La romancière camerounaise Hemley Boum est l’auteure de quatre romans. Son dernier opus, «Les Jours viennent et passent» (Gallimard, 2019), a été couronné en 2020 par le prestigieux prix Ahmadou-Kourouma, qui récompense tous les ans un auteur d’expression française.

«Chemins d’écriture » revient ce samedi sur le parcours peu commun de cette auteure talentueuse, héritière de la tradition littéraire camerounaise caractérisée par son goût pour l’ironie, la subversion et l’engagement social. « Les livres m’ont sauvé la vie, tous les Livres. Je dévorais tout ce qui me tombait sous la main, incapable de faire le tri, aspirée par ces galaxies parallèles insoupçonnées. La littérature m’offrait le moyen de m’extraire de ma réalité en me conviant dans un ailleurs, un autrement à portée du regard, d’esprit. Je lisais et mon monde s’éclairait, mes yeux se dessillaient, ma sensibilité s’aiguisait. Je lisais et la nature me parlait un langage audible. » Ainsi parle Anna, la protagoniste des Jours viennent et passent, le dernier roman de la Camerounaise Hemley Boum. Ces propos ont une dimension autofictionnelle car la passion pour la lecture dont il est question dans cet extrait, elle est commune à la romancière et à son personnage. Pur produits de l’école française, Hemley comme Anna, se sont construites en lisant et en écrivant. Hemley Boum se souvient d’avoir toujours aimé lire. « Jeune fille grandissant à Douala dans les années 1970-1980, je lisais pour m’évader, pour apprendre ce que je voulais et au rythme que je voulais », confie-t-elle. A bientôt 50 ans et auteure elle-même de quatre romans, elle ne manque pas d’être émerveillée, encore aujourd’hui, par la capacité qu’a la littérature de happer ses lecteurs dans des univers souvent si éloignés du quotidien de ces derniers.
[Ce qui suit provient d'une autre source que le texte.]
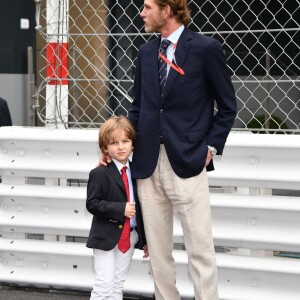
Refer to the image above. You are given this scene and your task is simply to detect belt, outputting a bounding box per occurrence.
[130,226,137,232]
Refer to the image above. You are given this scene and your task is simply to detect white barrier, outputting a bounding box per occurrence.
[0,127,300,300]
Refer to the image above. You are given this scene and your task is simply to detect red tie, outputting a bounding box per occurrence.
[118,167,130,253]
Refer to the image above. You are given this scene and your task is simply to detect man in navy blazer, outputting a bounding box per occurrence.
[128,0,236,300]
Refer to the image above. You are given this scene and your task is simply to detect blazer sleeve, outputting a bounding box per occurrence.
[205,39,237,154]
[86,167,126,222]
[128,52,141,130]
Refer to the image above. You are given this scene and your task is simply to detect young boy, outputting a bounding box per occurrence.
[86,116,148,300]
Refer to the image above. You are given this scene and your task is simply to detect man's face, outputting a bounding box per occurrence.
[140,0,166,32]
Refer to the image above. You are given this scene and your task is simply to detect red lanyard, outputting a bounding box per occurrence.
[159,43,185,75]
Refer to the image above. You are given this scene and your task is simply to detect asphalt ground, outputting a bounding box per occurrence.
[0,286,149,300]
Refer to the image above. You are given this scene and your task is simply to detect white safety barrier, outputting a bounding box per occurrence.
[0,127,300,300]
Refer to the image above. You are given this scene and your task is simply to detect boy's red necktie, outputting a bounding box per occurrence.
[118,166,130,253]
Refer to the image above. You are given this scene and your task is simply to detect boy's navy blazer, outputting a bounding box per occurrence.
[128,28,237,178]
[86,162,146,251]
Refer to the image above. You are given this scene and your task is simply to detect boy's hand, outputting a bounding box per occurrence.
[143,245,149,258]
[124,202,135,219]
[98,154,111,167]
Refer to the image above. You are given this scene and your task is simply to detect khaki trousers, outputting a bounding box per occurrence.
[137,145,218,300]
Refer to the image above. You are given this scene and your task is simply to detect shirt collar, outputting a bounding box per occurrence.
[161,25,184,45]
[112,158,130,173]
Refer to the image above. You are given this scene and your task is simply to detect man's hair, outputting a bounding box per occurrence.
[98,116,135,153]
[155,0,191,26]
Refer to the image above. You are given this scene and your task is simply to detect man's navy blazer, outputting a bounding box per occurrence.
[86,162,146,251]
[128,28,236,178]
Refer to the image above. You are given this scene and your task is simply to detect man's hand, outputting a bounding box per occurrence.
[205,149,212,167]
[124,202,135,219]
[98,154,111,167]
[143,245,149,258]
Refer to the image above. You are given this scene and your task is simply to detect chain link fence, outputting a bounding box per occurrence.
[34,0,300,133]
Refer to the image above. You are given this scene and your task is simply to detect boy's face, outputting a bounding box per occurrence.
[106,129,133,165]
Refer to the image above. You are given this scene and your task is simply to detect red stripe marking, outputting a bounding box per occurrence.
[46,43,68,85]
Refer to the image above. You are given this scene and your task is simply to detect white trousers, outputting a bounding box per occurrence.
[137,145,218,300]
[90,230,138,300]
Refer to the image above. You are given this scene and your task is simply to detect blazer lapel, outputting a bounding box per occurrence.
[162,28,192,101]
[147,37,160,98]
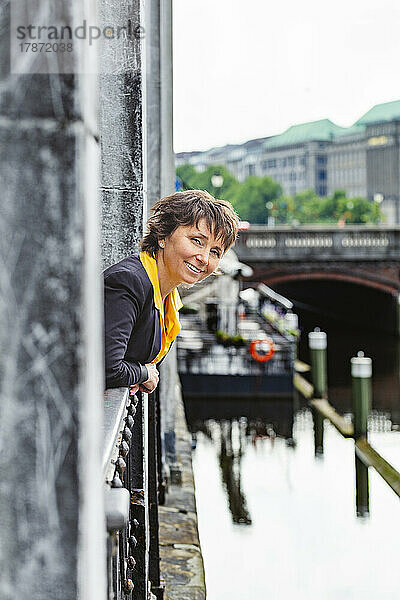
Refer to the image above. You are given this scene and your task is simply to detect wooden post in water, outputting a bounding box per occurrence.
[351,352,372,517]
[351,352,372,439]
[308,327,328,455]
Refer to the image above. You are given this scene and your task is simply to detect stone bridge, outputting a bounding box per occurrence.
[235,225,400,296]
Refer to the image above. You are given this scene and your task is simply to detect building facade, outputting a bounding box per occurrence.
[176,100,400,224]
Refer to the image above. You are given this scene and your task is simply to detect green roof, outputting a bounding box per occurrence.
[264,119,345,148]
[354,100,400,125]
[337,124,365,137]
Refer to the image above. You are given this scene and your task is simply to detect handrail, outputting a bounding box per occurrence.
[102,387,129,479]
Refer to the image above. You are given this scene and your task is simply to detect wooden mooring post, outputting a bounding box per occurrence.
[308,327,328,455]
[293,340,400,504]
[350,352,372,517]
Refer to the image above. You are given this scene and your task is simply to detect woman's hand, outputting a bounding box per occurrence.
[139,363,159,394]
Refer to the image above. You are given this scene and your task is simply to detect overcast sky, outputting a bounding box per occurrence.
[173,0,400,152]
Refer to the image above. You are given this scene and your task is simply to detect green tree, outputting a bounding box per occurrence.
[176,164,198,190]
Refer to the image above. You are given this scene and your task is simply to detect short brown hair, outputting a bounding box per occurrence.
[140,190,239,258]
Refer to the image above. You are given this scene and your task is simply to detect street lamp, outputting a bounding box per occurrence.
[265,200,275,227]
[211,173,224,196]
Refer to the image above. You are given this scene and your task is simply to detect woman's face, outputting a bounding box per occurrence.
[157,219,223,285]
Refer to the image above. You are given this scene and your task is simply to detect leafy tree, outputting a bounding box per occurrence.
[176,164,384,225]
[176,164,198,190]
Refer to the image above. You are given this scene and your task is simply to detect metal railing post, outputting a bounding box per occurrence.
[128,394,148,600]
[147,390,164,599]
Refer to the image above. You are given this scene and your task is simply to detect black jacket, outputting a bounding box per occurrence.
[104,256,161,388]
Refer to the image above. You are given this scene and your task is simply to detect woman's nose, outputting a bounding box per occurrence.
[196,248,210,265]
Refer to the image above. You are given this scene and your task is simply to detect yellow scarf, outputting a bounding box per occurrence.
[139,252,183,363]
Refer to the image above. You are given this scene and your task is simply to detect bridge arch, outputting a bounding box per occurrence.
[263,270,400,296]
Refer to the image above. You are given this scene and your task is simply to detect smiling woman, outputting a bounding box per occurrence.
[104,190,239,392]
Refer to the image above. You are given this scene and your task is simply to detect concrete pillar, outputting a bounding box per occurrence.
[0,0,106,600]
[99,0,146,268]
[146,0,178,470]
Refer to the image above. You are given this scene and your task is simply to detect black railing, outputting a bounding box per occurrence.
[103,388,164,600]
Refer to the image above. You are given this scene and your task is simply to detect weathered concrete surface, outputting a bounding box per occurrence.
[159,385,206,600]
[0,0,106,600]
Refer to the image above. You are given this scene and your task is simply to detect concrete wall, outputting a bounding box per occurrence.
[0,0,106,600]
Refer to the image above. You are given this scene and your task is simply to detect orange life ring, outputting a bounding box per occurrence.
[250,338,275,362]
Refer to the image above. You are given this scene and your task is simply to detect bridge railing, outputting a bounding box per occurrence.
[235,225,400,260]
[103,388,163,600]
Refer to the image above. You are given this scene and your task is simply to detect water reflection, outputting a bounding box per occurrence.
[218,420,251,525]
[185,321,400,600]
[355,454,369,517]
[186,400,398,525]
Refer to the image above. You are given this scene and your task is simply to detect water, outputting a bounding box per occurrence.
[187,328,400,600]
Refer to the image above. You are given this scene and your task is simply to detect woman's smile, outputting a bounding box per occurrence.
[184,260,204,275]
[157,219,223,297]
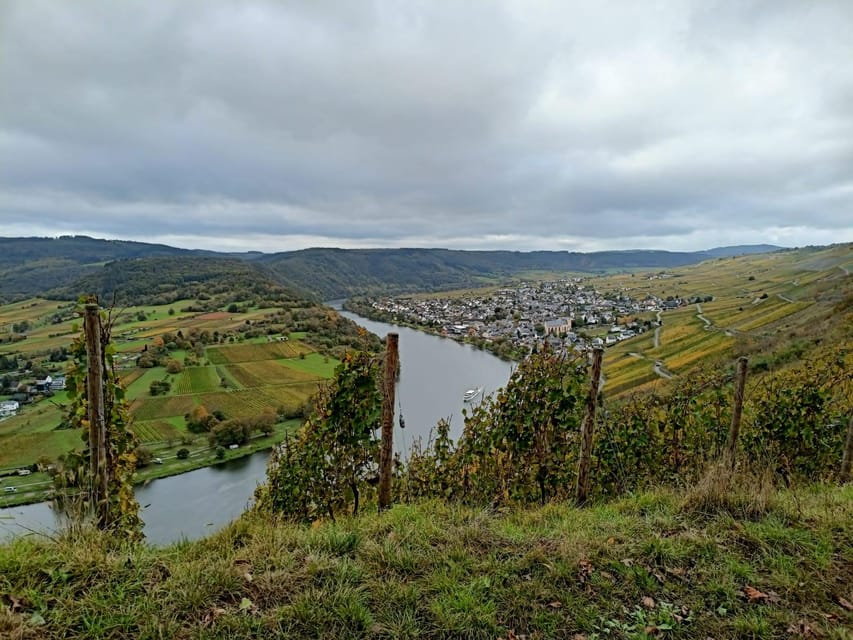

Une inspiration puisée chez Morrison
L’écrivaine aime aussi raconter que sa passion pour la lecture lui a parfois joué de mauvais tours, notamment lorsqu’à l’école, en plein cours de physique-chimie, elle se fit surprendre en train de lire un roman en cachette. L’objet du délit fut bien sûr confisqué, mais l’affaire connut une conclusion heureuse. Non seulement la gamine récupéra-t-elle son livre, mais elle se vit aussi offrir un exemplaire en poche de Beloved de Toni Morrison, avec un mot de son enseignante : « Si tu veux lire, essaie-toi au moins à de la vraie littérature. » Un conseil que la lycéenne prendra au sérieux, plongeant sans tarder dans l’œuvre de Morrison et découvrant dans la foulée l’univers de la littérature afro-américaine qui deviendra l’une de ses principales sources d’inspiration, lorsqu’elle-même se lancera dans l’aventure de l’écriture. Paradoxalement, malgré son intérêt pour la lecture et la littérature, rien ne prédestinait Hemley Boum à une carrière d’écrivaine. Après avoir fait des études d’anthropologie, elle se spécialisa dans le commerce international et parcourut les grandes villes d’Afrique pour le compte de la multinationale qui l’employait, avant d’abandonner sur un coup de tête la vie rangée de cadre commercial pour se consacrer à l’écriture. Si dans son for intérieur, elle a toujours su qu’elle voulait écrire, elle n’avait pas osé franchir le pas.

Fiction et réflexion
Ce fut chose faite dès 2010 lorsque parut son premier roman Le Clan des femmes, suivi de près par Si d’aimer en 2012. A mi-chemin entre fiction et réflexion, ces livres racontent respectivement la polygamie et la situation dramatique d’individus confrontés au sida. Ces premiers ouvrages annonçaient déjà les qualités qui font aujourd’hui le succès de Hemley Boum : son écriture chorale, son intérêt pour l’histoire, le souci de faire émerger les voix féminines trop longtemps minorées par la littérature africaine. C’est avec son troisième roman Les Maquisards, couronné en 2016 par le Grand Prix littéraire de l’Afrique noire, qu’Hemley Boum s’est fait connaître du grand public. Ce roman consacré aux turbulences de la décolonisation du Cameroun, célèbre le courage et l’idéalisme des héros oubliés du mouvement d’indépendance camerounaise tels que Ruben Um Nyobè. Interrogeant inlassablement les mémoires individuelles et collectives, l’auteure dénoue avec maestria les fils de vérité et de contre-vérités dont l’histoire est tissée. Il y a dans cette écriture du Mongo Béti et du Ferdinand Oyono, pères de la fiction moderne camerounaise, et aussi quelque chose de l’art des écrivains noirs d’Amérique bouillonnant de colère contre les confiscateurs de l’Histoire et des vies.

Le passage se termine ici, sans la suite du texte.